Autour de lui gravitent des personnages troubles, à l’image de James Mason, qui propose une alliance tactique entre néo-nazis et tueurs en série, les uns et l’autres s’apparentant en somme à des révoltés radicaux. Le musicien Boyd Rice, qui anime le projet musical Non, se définit à la fois comme sadomasochiste, sataniste, néonazi, et adepte de l’esthétique « tiki », en vogue à Hawaï.

Ecrivain et performeur, Peter Sotos atteint cependant une sorte de point culminant.

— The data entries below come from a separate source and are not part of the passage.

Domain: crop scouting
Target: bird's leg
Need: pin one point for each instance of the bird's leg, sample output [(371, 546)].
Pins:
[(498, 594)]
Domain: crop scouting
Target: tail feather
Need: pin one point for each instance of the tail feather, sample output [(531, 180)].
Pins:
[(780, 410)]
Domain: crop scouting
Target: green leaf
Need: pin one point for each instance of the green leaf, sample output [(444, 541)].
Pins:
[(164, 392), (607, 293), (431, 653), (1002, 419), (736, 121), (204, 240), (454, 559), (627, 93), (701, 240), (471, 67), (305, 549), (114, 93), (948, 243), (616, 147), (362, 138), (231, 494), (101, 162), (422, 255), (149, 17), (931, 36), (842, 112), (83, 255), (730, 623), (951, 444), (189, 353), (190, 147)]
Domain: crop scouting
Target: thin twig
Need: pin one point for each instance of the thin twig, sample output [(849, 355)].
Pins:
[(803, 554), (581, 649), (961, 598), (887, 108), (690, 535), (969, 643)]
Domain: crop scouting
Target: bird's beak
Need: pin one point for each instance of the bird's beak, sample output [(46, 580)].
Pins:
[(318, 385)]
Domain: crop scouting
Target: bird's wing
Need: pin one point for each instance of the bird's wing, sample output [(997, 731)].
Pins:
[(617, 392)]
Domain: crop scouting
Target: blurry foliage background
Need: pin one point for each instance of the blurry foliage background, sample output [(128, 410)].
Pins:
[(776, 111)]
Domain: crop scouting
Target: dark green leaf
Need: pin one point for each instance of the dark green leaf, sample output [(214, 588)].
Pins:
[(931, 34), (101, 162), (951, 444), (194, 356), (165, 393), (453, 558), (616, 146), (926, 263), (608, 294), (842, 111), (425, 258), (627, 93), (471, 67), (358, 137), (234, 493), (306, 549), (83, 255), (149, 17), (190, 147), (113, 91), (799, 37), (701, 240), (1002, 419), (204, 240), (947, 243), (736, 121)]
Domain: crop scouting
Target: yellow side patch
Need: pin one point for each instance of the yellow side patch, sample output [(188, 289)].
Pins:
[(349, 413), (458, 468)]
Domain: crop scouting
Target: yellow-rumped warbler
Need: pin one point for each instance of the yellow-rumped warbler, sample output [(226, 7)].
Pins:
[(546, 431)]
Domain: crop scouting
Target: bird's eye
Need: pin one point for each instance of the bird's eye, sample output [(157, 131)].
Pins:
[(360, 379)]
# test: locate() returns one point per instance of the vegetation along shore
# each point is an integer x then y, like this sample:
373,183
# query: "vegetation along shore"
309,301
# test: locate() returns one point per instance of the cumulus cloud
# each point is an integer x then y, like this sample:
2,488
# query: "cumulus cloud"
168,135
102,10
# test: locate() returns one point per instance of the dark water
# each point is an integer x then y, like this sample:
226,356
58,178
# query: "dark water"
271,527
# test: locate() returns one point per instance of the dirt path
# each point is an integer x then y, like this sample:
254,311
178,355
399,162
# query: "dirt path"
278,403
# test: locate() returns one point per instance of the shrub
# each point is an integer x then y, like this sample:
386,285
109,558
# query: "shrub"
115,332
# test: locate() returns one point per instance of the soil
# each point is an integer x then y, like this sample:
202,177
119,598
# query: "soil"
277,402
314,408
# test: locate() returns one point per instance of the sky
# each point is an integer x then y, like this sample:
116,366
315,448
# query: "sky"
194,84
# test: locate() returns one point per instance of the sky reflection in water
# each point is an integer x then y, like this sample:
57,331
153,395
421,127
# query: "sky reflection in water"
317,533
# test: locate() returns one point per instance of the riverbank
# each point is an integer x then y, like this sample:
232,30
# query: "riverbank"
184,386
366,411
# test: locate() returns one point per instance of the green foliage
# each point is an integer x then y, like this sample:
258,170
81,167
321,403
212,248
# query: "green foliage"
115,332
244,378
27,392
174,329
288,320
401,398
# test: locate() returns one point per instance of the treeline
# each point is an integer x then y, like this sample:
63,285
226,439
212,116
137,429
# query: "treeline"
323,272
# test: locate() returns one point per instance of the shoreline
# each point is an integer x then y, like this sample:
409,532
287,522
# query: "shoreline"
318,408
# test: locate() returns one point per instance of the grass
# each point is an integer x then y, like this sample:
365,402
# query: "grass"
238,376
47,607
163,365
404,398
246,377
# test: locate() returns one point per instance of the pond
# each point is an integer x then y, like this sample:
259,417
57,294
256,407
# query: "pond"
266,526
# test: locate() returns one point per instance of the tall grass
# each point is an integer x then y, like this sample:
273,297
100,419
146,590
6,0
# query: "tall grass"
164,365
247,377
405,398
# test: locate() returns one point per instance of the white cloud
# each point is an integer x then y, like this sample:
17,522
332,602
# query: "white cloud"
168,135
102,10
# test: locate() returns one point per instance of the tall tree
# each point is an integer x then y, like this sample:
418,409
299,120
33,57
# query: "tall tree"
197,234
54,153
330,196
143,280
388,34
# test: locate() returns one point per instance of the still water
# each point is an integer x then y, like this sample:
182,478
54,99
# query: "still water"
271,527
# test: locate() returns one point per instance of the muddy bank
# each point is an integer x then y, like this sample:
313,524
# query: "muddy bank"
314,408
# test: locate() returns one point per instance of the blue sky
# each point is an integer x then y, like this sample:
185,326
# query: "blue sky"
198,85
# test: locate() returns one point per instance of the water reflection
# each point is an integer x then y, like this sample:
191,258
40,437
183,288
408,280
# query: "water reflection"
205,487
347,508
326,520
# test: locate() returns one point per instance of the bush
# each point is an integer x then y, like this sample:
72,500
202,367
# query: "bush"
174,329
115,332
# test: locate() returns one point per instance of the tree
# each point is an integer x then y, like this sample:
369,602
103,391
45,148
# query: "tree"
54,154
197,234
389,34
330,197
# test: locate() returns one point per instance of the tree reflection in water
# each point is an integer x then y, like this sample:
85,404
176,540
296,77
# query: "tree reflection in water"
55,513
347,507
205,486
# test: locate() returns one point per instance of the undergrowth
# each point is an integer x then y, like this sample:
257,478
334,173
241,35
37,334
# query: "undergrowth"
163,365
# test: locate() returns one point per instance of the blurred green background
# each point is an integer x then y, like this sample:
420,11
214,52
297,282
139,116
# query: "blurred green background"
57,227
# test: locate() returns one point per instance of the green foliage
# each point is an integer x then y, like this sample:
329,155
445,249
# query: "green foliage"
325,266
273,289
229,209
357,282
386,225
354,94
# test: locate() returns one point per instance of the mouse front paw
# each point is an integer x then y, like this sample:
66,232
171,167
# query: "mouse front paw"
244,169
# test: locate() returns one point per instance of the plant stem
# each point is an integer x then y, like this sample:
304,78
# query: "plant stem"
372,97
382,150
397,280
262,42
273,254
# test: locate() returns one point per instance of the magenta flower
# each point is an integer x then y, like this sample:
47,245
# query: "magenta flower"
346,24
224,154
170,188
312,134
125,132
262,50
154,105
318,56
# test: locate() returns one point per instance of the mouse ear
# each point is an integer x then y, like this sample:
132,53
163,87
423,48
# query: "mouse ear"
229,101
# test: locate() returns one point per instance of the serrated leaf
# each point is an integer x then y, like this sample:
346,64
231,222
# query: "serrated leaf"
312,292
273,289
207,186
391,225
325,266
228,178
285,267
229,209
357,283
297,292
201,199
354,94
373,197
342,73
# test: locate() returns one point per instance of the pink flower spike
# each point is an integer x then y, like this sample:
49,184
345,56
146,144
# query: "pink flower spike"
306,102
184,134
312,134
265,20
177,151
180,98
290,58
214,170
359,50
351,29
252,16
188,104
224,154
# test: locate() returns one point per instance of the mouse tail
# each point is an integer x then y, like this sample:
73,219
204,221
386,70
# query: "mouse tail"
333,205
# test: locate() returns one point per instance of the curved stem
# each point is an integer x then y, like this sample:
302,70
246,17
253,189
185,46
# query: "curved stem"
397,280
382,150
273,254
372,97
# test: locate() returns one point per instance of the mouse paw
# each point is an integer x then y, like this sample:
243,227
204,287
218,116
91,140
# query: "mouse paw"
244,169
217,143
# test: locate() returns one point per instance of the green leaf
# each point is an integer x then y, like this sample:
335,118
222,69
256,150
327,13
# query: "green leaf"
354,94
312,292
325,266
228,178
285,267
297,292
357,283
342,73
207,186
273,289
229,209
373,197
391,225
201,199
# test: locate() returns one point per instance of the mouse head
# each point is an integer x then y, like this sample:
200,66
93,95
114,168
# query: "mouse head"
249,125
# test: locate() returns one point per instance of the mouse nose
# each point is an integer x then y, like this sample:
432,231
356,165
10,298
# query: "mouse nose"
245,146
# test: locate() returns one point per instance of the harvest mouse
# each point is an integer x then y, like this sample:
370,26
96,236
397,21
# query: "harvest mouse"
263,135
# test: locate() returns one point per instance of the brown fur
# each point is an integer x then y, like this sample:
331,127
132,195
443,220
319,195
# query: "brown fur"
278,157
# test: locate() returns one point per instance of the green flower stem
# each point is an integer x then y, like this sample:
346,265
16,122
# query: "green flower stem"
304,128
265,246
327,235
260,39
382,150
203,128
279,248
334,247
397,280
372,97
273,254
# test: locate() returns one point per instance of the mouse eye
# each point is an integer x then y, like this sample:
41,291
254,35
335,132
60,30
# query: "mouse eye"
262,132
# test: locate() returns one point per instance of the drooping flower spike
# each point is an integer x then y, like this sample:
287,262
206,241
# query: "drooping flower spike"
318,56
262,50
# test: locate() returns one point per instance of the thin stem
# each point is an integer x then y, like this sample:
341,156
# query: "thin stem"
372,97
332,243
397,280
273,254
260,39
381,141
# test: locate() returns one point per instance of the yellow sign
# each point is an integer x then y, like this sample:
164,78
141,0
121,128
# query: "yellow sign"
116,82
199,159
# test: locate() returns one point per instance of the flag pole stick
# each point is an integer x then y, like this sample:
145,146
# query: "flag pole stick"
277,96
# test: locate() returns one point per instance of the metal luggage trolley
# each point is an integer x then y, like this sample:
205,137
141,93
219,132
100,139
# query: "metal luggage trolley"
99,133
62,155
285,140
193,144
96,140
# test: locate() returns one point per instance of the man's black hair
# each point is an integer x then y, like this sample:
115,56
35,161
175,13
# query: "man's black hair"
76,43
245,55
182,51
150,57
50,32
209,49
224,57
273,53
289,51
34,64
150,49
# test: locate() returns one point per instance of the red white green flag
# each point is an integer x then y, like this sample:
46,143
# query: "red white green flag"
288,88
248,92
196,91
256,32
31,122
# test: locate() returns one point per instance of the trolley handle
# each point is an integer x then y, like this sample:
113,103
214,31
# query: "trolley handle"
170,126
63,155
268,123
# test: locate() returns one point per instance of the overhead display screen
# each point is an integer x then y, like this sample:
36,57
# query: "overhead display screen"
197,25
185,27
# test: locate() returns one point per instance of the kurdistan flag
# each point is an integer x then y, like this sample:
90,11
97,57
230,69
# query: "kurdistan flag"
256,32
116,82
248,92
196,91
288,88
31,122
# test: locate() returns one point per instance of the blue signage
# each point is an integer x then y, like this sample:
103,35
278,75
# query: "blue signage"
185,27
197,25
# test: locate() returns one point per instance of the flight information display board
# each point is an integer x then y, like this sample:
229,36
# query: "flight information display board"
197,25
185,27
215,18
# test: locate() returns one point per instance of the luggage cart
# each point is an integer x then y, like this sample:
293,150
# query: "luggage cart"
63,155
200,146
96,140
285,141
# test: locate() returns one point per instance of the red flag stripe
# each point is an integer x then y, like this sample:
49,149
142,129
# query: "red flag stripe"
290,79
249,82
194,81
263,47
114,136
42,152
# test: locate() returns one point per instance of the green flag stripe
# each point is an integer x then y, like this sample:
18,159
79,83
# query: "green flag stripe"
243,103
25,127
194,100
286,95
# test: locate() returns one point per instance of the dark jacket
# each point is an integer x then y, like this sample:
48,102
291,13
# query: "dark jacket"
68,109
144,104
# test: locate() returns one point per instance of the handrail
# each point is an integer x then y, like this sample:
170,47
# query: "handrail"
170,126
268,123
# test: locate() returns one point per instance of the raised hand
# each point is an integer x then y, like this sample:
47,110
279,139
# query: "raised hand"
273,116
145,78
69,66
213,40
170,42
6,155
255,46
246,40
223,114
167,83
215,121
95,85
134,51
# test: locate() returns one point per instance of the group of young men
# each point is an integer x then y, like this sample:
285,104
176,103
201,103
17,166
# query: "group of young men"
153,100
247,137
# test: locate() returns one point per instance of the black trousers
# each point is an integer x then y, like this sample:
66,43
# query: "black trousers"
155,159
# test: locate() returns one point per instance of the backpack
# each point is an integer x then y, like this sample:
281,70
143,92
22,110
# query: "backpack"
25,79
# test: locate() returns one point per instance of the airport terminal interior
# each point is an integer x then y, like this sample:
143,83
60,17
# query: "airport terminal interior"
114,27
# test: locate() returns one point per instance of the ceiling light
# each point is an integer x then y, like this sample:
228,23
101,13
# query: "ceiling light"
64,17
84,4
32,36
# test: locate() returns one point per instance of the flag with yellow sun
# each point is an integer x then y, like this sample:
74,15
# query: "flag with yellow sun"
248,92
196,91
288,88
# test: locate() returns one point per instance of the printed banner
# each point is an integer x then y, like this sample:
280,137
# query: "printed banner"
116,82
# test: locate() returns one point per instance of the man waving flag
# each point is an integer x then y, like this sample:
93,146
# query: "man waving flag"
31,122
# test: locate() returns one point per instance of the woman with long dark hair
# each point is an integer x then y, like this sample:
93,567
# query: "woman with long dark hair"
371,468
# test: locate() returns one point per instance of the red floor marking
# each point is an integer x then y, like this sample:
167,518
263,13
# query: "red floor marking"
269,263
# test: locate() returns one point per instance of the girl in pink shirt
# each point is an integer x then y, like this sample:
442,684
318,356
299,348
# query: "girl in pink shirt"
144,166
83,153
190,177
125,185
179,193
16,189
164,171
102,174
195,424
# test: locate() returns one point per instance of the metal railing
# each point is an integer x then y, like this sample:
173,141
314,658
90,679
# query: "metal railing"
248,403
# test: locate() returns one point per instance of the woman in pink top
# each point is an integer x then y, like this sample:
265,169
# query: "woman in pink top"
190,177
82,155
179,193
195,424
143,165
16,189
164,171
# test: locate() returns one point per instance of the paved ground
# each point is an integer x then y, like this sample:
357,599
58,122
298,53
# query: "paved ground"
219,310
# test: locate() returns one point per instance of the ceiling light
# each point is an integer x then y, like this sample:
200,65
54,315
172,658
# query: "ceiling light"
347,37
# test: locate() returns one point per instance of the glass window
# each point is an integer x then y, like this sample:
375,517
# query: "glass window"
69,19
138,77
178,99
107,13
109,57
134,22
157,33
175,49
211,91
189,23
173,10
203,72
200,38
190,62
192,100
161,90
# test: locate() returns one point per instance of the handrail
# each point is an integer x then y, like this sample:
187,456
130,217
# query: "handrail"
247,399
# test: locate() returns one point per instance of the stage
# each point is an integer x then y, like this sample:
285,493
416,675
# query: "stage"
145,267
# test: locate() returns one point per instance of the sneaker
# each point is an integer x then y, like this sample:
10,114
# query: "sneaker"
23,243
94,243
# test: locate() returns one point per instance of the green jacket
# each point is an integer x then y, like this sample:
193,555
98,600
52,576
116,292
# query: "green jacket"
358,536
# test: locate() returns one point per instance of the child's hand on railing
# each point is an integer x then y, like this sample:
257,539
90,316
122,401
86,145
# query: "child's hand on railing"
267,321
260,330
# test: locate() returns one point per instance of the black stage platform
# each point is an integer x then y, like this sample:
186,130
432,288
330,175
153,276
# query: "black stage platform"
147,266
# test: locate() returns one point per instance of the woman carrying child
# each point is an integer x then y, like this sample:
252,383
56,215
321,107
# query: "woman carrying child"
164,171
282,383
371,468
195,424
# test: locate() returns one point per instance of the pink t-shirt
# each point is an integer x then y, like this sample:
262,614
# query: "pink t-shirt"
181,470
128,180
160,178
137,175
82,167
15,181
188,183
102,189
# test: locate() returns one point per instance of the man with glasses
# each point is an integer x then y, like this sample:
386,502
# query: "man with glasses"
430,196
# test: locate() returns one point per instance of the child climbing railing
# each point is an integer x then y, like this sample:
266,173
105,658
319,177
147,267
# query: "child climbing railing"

Dans les années quatre-vingt, il édite le bulletin Pure, qui s’immerge dans la tête des tueurs, des violeurs, des monstres. Ses récits assortis de polaroïds pornographiques, souvent pédophiles, sont d’une telle intensité et d’un tel réalisme que leur auteur fait l’objet de plusieurs interpellations et d’une surveillance constante du FBI.

Peter Sotos n’en a cure. Il n’est coupable d’aucun autre crime que de l’amour du crime.

Il intervient notamment en tant que performeur dans le collectif sonore Whitehouse, de William Bennett. Whitehouse réinvente à sa façon le théatre de la cruauté d’Antonin Artaud. Il faut imaginer un ou plusieurs chamans en transe, qui psalmodient l’horreur et semblent l’endosser, tandis que les machines crachent en geyser un insoutenable bruit électronique. La transe rageuse des violeurs se mêle aux stridences insupportables de l’industrie.
Whitehouse, c’est la colère pure, la violence brute, la haine dans sa pureté cristalline.

De livre en livre (Tick, Lazy, Index, Special, ou Selfish, little), Peter Sotos cisèle une oeuvre unique, névrosée, haletante, qui atteint le nadir. Mieux encore que Jonathan Littell, il se glisse dans le crâne des bourreaux. Point de formules ici, ni d’affèterie, mais le récit glacial et glacé de l’innommable.